The Government’s recent announcement that it intends to remove the statutory presumption of parental involvement (often understood as a presumption of some form of contact after separation) represents one of the most significant proposed changes to private law children cases in a decade.
Although full implementation and guidance are still emerging, it is important to consider possible unintended consequences, particularly for fathers already vulnerable to marginalisation, loss, and mental health deterioration.
Possible increase in uncertainty and anxiety for separated fathers
For many fathers, the presumption has acted – rightly or wrongly – as a psychological anchor: an indication that the law recognises the inherent value of both parents post-separation.
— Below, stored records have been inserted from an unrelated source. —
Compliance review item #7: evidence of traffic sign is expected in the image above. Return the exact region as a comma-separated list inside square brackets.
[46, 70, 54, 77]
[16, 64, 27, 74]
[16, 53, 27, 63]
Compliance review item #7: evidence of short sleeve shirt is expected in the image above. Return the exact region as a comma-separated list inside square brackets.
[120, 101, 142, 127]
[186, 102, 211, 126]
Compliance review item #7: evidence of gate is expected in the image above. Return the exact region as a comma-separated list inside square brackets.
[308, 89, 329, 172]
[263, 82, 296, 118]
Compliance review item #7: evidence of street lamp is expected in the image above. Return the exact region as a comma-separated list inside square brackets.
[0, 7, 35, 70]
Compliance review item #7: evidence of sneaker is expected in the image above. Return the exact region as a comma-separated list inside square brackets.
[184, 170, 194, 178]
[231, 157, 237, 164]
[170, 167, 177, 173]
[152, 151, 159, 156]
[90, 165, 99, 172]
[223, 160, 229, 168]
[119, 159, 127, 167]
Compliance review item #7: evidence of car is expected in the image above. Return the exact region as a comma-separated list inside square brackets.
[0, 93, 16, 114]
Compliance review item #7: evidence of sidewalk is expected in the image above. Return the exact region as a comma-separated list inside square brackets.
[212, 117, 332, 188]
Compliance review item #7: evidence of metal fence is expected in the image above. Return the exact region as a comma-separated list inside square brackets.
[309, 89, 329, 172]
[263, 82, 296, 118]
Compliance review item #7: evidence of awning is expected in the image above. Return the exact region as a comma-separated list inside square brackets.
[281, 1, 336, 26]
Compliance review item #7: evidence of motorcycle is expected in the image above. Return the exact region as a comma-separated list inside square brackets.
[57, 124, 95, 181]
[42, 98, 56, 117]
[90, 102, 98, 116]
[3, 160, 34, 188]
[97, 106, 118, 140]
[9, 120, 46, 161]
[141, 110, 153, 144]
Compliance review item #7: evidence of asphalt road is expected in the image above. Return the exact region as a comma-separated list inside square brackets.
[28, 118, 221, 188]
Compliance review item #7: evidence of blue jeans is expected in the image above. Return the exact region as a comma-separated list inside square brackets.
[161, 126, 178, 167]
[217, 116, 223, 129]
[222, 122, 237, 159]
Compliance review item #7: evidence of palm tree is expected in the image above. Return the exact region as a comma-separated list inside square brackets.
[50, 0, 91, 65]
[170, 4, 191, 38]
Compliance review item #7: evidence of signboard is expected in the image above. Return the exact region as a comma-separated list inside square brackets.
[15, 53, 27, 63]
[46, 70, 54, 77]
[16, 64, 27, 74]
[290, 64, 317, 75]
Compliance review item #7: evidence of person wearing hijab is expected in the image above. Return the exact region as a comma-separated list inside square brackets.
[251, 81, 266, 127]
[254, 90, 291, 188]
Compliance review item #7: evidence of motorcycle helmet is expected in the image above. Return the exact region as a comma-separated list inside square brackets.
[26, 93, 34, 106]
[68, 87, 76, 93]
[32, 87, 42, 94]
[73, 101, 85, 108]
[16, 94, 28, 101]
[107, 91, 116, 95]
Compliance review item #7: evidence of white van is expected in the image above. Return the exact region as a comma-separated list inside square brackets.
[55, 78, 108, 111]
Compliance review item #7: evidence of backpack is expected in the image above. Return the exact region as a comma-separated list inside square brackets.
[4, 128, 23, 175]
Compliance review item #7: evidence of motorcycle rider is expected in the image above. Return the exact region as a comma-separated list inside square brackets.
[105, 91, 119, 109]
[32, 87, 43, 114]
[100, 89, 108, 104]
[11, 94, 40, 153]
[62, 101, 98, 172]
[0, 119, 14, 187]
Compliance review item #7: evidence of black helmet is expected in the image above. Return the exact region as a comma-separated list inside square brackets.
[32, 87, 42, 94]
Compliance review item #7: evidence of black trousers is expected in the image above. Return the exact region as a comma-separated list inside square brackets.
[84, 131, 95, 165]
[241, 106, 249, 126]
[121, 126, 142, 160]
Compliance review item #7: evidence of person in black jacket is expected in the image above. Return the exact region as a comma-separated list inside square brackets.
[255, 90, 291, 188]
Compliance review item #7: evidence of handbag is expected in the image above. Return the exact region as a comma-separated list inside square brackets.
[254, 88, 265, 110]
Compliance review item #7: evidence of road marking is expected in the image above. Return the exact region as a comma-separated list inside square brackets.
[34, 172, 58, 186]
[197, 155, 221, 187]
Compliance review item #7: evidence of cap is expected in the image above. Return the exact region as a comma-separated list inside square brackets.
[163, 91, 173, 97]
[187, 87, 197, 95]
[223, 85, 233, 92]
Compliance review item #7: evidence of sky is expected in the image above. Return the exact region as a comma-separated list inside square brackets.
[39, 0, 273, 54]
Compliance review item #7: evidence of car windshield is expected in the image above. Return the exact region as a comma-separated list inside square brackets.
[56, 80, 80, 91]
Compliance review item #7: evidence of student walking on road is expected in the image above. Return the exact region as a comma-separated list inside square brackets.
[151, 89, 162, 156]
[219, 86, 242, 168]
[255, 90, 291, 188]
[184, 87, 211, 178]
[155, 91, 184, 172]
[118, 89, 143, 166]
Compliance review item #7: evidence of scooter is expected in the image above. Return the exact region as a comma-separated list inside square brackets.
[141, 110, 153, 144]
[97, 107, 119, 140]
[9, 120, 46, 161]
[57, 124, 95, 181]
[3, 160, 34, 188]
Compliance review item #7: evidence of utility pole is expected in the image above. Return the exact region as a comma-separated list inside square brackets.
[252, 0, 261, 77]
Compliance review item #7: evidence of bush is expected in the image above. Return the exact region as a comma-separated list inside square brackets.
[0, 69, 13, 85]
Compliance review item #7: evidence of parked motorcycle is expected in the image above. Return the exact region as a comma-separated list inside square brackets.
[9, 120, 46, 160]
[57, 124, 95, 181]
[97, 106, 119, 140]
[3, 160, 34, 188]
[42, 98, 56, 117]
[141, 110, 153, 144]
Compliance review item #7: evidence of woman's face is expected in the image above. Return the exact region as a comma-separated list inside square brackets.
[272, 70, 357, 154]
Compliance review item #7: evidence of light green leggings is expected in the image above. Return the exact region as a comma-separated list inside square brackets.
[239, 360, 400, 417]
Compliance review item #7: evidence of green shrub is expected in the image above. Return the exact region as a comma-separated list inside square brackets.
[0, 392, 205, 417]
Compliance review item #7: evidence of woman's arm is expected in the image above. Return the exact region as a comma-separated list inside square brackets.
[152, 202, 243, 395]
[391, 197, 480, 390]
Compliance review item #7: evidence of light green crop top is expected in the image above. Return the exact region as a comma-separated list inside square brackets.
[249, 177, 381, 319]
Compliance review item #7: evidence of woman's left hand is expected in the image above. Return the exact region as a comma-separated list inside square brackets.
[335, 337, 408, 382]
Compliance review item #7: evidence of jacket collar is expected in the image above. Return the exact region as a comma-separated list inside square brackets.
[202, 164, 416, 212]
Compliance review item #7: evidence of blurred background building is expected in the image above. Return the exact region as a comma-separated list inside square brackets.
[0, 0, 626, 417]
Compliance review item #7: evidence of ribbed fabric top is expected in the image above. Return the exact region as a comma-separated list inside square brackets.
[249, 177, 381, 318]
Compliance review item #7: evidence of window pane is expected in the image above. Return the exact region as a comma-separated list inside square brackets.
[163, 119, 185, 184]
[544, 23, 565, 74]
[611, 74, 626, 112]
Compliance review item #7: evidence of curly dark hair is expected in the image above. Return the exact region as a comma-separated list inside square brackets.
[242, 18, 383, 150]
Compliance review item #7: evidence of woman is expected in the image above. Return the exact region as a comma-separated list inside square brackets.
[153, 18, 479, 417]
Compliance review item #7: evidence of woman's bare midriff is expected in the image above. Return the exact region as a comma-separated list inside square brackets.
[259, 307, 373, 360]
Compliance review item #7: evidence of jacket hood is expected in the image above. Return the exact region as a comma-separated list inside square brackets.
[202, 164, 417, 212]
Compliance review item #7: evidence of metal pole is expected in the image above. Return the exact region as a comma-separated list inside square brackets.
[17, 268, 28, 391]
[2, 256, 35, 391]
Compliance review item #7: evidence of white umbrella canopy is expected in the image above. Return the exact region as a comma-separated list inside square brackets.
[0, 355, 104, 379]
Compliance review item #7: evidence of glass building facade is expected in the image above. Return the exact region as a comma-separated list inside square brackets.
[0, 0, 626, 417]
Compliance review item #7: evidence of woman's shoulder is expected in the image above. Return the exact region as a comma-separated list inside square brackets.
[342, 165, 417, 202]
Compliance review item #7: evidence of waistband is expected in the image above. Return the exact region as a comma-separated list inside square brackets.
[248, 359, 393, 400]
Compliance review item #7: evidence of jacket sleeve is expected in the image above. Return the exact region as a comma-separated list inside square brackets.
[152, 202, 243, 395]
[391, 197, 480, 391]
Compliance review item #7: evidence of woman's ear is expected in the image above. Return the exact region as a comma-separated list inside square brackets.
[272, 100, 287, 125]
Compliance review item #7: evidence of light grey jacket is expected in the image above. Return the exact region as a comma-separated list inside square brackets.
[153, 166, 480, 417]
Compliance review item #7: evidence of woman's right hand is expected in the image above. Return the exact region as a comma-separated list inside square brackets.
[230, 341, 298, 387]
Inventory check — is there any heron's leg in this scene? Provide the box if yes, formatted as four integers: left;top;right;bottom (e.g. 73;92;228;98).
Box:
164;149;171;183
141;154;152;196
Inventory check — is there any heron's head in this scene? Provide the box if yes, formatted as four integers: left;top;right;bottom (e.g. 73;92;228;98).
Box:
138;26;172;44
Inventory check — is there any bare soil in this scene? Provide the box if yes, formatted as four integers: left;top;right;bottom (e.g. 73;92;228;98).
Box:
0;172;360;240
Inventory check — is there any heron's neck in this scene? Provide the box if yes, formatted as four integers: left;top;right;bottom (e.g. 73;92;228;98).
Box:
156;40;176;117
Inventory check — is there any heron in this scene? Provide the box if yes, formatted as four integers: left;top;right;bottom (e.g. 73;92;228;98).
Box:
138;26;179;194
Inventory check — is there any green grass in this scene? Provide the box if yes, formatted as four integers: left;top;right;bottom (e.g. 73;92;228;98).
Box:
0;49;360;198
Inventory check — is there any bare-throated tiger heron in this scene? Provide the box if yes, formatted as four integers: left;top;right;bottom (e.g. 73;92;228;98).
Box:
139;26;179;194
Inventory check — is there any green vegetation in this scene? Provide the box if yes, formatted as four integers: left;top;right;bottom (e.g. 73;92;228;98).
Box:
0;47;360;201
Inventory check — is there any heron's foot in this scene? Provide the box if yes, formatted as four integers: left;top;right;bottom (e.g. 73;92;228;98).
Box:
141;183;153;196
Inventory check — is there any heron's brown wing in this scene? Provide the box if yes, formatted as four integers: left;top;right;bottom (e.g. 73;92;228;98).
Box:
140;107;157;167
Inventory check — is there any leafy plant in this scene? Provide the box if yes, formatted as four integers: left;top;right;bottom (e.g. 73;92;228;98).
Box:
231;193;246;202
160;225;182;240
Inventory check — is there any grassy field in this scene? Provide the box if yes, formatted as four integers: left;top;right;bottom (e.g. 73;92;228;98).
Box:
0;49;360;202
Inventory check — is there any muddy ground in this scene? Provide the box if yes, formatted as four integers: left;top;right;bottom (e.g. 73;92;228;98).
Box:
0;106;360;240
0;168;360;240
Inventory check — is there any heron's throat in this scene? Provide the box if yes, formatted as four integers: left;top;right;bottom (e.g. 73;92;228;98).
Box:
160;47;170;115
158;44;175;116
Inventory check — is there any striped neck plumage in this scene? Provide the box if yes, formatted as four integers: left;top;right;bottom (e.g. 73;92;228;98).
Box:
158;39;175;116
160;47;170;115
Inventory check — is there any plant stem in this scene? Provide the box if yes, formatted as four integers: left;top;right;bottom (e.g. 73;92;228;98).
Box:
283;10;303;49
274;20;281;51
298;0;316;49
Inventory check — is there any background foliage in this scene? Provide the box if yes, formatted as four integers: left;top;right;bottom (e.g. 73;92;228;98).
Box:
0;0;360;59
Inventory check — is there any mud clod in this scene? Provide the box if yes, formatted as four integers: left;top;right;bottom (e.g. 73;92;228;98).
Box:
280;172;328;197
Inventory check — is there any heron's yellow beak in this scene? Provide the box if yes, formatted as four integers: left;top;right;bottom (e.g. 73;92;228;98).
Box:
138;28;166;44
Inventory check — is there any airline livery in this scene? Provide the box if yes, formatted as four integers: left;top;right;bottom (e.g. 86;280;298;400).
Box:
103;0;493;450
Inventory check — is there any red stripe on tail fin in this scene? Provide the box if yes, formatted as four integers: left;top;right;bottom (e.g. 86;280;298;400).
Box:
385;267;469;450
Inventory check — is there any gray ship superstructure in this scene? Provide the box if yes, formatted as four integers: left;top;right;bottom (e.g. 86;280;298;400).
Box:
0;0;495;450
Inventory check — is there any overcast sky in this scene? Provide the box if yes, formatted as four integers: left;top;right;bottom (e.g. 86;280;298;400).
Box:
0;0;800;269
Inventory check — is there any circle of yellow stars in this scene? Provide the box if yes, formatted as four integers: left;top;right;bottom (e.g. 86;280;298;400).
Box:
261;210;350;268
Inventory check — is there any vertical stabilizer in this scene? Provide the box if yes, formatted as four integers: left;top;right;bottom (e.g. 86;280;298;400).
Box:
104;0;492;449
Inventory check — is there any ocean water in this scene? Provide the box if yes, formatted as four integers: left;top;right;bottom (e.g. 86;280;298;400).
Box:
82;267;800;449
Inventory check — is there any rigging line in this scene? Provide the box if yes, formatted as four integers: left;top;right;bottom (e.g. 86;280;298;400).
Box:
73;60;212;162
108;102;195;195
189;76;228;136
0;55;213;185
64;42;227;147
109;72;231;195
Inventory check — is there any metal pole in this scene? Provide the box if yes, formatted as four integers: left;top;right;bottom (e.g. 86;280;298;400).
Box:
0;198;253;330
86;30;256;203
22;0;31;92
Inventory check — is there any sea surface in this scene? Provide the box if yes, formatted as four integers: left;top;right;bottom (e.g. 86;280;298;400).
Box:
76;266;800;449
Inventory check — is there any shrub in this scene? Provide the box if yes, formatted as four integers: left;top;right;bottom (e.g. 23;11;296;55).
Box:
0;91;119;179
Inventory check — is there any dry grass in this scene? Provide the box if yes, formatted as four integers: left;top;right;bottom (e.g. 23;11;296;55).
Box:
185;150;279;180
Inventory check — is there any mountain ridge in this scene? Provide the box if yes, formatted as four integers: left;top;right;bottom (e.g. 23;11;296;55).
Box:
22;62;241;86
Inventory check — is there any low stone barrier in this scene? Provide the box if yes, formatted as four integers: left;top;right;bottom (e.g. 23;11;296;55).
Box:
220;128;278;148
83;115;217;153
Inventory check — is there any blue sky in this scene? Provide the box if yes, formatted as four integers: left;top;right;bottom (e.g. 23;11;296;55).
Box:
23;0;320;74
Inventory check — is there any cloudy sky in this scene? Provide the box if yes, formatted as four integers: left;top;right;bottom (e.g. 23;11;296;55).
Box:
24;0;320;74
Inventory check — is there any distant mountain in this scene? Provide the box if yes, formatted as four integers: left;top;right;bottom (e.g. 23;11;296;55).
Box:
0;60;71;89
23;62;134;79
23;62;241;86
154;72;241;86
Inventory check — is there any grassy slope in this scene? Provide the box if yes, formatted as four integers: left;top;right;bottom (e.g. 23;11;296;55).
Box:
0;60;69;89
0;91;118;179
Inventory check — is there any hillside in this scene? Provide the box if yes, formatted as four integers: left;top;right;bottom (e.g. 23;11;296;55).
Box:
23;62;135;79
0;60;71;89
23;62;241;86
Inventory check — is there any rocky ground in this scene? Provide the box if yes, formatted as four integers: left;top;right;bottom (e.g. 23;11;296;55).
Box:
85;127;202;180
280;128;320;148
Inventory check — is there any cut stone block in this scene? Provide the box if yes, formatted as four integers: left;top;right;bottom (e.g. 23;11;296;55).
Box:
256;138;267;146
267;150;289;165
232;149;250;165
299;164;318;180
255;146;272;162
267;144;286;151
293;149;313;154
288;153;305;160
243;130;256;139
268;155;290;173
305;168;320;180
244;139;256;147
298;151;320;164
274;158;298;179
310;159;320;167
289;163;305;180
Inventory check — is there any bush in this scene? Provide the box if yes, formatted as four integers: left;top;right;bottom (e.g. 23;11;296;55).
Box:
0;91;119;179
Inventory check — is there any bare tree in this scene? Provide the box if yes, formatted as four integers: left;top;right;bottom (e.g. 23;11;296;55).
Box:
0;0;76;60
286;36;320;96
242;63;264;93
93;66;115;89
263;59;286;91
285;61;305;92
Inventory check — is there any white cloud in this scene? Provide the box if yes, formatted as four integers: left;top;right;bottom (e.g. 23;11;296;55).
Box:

Removing that baseline may create:
- Heightened fear of losing contact, especially for fathers with little power in the separation dynamic.
- Increased perception of systemic bias, whether or not that bias exists in practice in all regions.
- Greater emotional volatility during early stages of litigation, when uncertainty is at its highest.
Research on male mental health already shows that uncertainty, loss of role and perceived injustice can significantly increase suicide risk in separated men.
A shift that amplifies these factors – even symbolically – could therefore increase vulnerability within this already high-risk group.
Risk of longer or more adversarial litigation
One purpose of the presumption was to reduce the need to re-litigate the basic principle that children benefit from both parents, where safe.
Without it, there is a plausible risk that more cases begin from a position of contest, requiring:
- greater judicial time to establish baseline expectations ( at a time when lists are completely full and the system is stretched to breaking point )
- more detailed evidence-gathering even in low-level conflict cases ( who is to do this and how will CAFCASS backlogs affect this ?)
- a higher likelihood of interim uncertainty for the non-resident parent- accompanied by no contact, with a real risk of damaged attachments and long term harm.
Where fathers already struggle with hopelessness or feel “set up to fail”, longer periods without clear expectations may compound distress.
Negative effect on fathers’ help-seeking and openness
An unintentional consequence may be that men become even more reluctant to disclose mental health difficulties, for fear these will be interpreted – fairly or unfairly – as evidence that involvement should be restricted.
This could reinforce the pattern already seen among separated fathers:
“I can’t show I’m struggling – it will be used against me.”
If more men suppress or hide distress, opportunities for early intervention diminish.
For a population already accounting for three-quarters of UK suicide deaths, any reduction in openness is concerning.
Uneven regional or professional interpretation
In a system already stretched, the removal of a guiding principle may increase:
- marked variation between courts that is already evident
- differences in professional practice
- inconsistent thresholds for determining what level of involvement is in a child’s best interests
Where fathers perceive inconsistency or unpredictability, feelings of helplessness, anger or despair can intensify. For fathers with prior trauma, neurodivergence, poor mental health or limited support networks, this may further escalate emotional risk.
Impact on cases involving allegations or conflict
One motivation behind removing the presumption is to ensure that children’s safety – especially in cases involving domestic abuse – is central and cannot be overshadowed by an assumption of involvement.
This is a noble goal. But is this the right way to achieve it?
For many of us working in private law, we have seen scant evidence of there being any such presumption and instead have witnessed fathers having to advocate strongly to get any time at all with their children.
In practice, professionals will need to guard carefully against a drift toward:
- over-correcting by limiting or suspending father–child relationships in cases where evidence does not support risk
- inadvertently blurring the line between justified protective action and situations of conflict-driven rejection or parental alienation
- assuming that allegations alone negate the need to consider safe forms of ongoing involvement
Without clear guidance, there is potential for more fathers – safe, loving parents – finding themselves unnecessarily distanced from their children, increasing both their mental health risk and long-term harm to the child and to the parent child bond.
Potential for stronger, more evidence-based assessments (trying to find a positive in all this!)
There is also a constructive way to view this shift.
The removal of the presumption could encourage:
- more nuanced, evidence-driven assessments of each family’s needs
- reduced reliance on formulaic patterns of contact
- a clearer focus on the quality of parenting and the child’s lived experience
- more space for the voice of the child, particularly through child-inclusive processes
If implemented carefully, this could elevate the work of organisations like ours, Child and Family Solutions, where balanced assessment, risk evaluation and child-centred planning are already core practice.
The biggest risk: widening the gap between fathers and their children
The greatest concern – supported by decades of social research – is that deepening or prolonging paternal absence is associated with:
- poorer outcomes for children
- worse mental health and social isolation for fathers
- increased risk of suicide in separated men
If the removal of the presumption leads, even inadvertently, to greater numbers of fathers losing contact, longer periods of suspended or minimal contact, or higher barriers to reunification, the impact on male mental health could be substantial.